Naar aanleiding van die uitspraak, waartegen de staatssecretaris geen hoger beroep heeft ingesteld, heeft de staatssecretaris de vreemdeling aanvullend gehoord over de inhoud van de e-mails. Bij besluit van 21 augustus 2018 in de procedure die nu aan de orde is heeft de staatssecretaris de aanvraag opnieuw afgewezen. In dit besluit heeft de staatssecretaris zich op het standpunt gesteld dat aan de uitdraai van de e-mailwisseling niet de door de vreemdeling gewenste waarde toekomt, onder meer omdat de inhoud van de e-mails bevreemdingwekkend is en niet strookt met verklaringen die de vreemdeling eerder heeft afgelegd, en ook de nadere verklaringen van de vreemdeling over de e-mails bevreemdingwekkend zijn.
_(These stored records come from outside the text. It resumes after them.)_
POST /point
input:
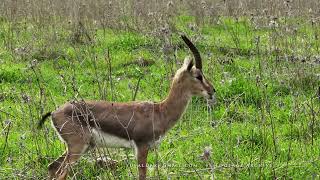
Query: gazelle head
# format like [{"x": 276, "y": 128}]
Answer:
[{"x": 192, "y": 77}]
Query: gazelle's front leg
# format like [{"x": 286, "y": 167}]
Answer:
[{"x": 142, "y": 160}]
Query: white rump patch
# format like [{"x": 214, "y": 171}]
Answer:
[{"x": 103, "y": 139}]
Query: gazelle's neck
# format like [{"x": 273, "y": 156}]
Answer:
[{"x": 175, "y": 104}]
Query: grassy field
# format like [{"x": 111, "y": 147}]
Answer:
[{"x": 265, "y": 124}]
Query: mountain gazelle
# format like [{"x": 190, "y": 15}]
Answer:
[{"x": 84, "y": 125}]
De staatssecretaris heeft afgezien van het laten verrichten van technisch onderzoek naar de e-mails.
In de aangevallen uitspraak heeft de rechtbank overwogen dat de uitspraak van 18 augustus 2017 de staatssecretaris ertoe verplichtte om technisch onderzoek te doen naar de herkomst van de e-mails. Aangezien de staatssecretaris dit niet heeft verricht heeft hij niet voldaan aan de opdracht in de uitspraak van 18 augustus 2017. Het besluit is alleen al daarom ondeugdelijk gemotiveerd. Het standpunt van de staatssecretaris, dat aan de e-mails, gelet op de inhoud ervan en de aanvullende verklaringen daarover, niet de door de vreemdeling gewenste waarde toekomt, behoeft daarom geen bespreking, aldus de rechtbank.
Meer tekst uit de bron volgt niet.